Рихтер на несколько мгновений замер, глядя в темноту надвигающегося ночного моря. Мысли о доме, семье и спокойных праздниках, которых он был лишён, тянули его сознание назад, но долг и дисциплина держали его на месте.
— Господин капитан, подлодка полностью готова к отходу, — доложил Герих Штайнер, подходя и отдав честь.
Рихтер коротко кивнул:
— Хорошо, Штайнер. Через несколько минут отчаливаем.
Когда подлодка U-87 медленно начала отходить от причала, Рихтер, стоя на мостике, позвал к себе обоих вахтенных офицеров. Глубоко вздохнув, он заговорил:
— Господа, наша цель пройти через Ла-Манш в составе группы. У нас приказ следовать к побережью Испанофрана до нового нашего дома порта Сен-Назер и оказать поддержку в противолодочных операциях. По прибытии мы будем находиться под управлением местного командования. Важно: канал мы пересекаем по отдельности. Задача избежать обнаружения любой ценой.
Штайнер и Мюллер переглянулись. Выражение их лиц изменилось: прежний профессионализм остался, но к нему добавилась тяжесть осознания. Мюллер, не сдержавшись, пробормотал:
— Это же безумие.
— Возможно, — ответил Рихтер спокойно, но с холодной уверенностью в голосе. — Но это наш долг.
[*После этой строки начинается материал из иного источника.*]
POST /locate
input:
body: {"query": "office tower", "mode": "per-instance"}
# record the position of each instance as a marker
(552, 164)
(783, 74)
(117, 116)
Несколько мгновений повисло молчание, прерываемое лишь шумом волн. Леопольд Струмберг, находившийся на палубе, осматривал герметичность аварийного люка, проверяя последние механизмы. Его лицо сохраняло сосредоточенность, но даже он украдкой взглянул на капитана.
Наконец, Рихтер обвел взглядом своих людей и добавил:
— Мы выйдем из этого. Если будем работать чётко, дисциплинированно и без ошибок.
Офицеры коротко кивнули, но тишина, окутывающая мостик, казалась слишком плотной.
Подлодка набирала скорость, покидая защиту гавани. Тишина ночи обволакивала экипаж, но в ней чувствовалось напряжение словно сама природа понимала, какой риск берёт на себя U-87 и её команда. Рихтер снова взглянул на темнеющую воду впереди. Где-то там их ждали британские патрули, минные заграждения и, возможно, неравная схватка с судьбой.